In association with Amazon.com


Rating: 2 out of 5 stars - One Bad, One Average Episode!
As the 3rd and final season quickly comes to an end, I'm left unsurprised that Classic Trek got axed at this season's end. After a long string of poor and uninspiring episodes (where had all the great scriptwriters gone after the first two seasons?) this volume is just the next installment of forgettable drivel. The first episode is just very, very poor with terrible scriptwriting and Spock is inexplicably made out to be some obnoxious old maid with pms. The overall dialogue is very poor and the story is just plain stupid. Why wouldn't a force strong enough to send the Enterprise 1000 light years away just simply destroy the Enterprise right away instead of playing games with the crew is unexplained. Why would the computer have to make replicas of Lee Meriwether specifically for individual crew members without being able to kill at will is another ridiculous failing of the plot. I can safely say that this episode "That Which Survives" is one of the worst 3 episodes in the entire classic trekdom.

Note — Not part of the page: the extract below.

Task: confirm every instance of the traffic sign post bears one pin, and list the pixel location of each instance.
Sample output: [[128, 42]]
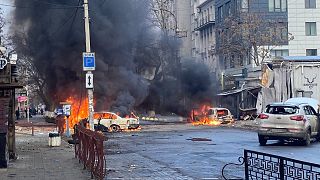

The second episode is an interesting fable about racial discrimination and intolerance which pricks the conscience and successfully achieves its intention of provoking discomfort among its viewers to look at themselves to see if they are guilty of similar actions themselves. The script is quite good and the acting is good as well and not as bad as the other reviewers have made it out to be. This episode ranks among the better ones of season 3 as well.

Overall, we have one horribly bad and one average episode putting this volume under the "give it a miss" category if you are deciding which volumes to collect.



Rating: 1 out of 5 stars - Holy Pork Fat, Batman!
These two episodes are so bad that fans are looking for something to say and find the "Batman" connection with the guest stars (Meriwether & Groshin). Yechh!!! Holy Pork Fat, Batman!

But on a postive note, "That Which Survives" could have been so much more if they only bothered to do a few more rewrites. The stark cheap sets on that episode didn't even stick out! Well, maybe when Kirk told Spock to fire at the 'computer' and the unnamed Lt. fired at the 'cube' hanging from the ceiling, which made no sense at all! And that's with the full-length original episode. It looks like they edited something important out of the story, or more probably just ran out of time.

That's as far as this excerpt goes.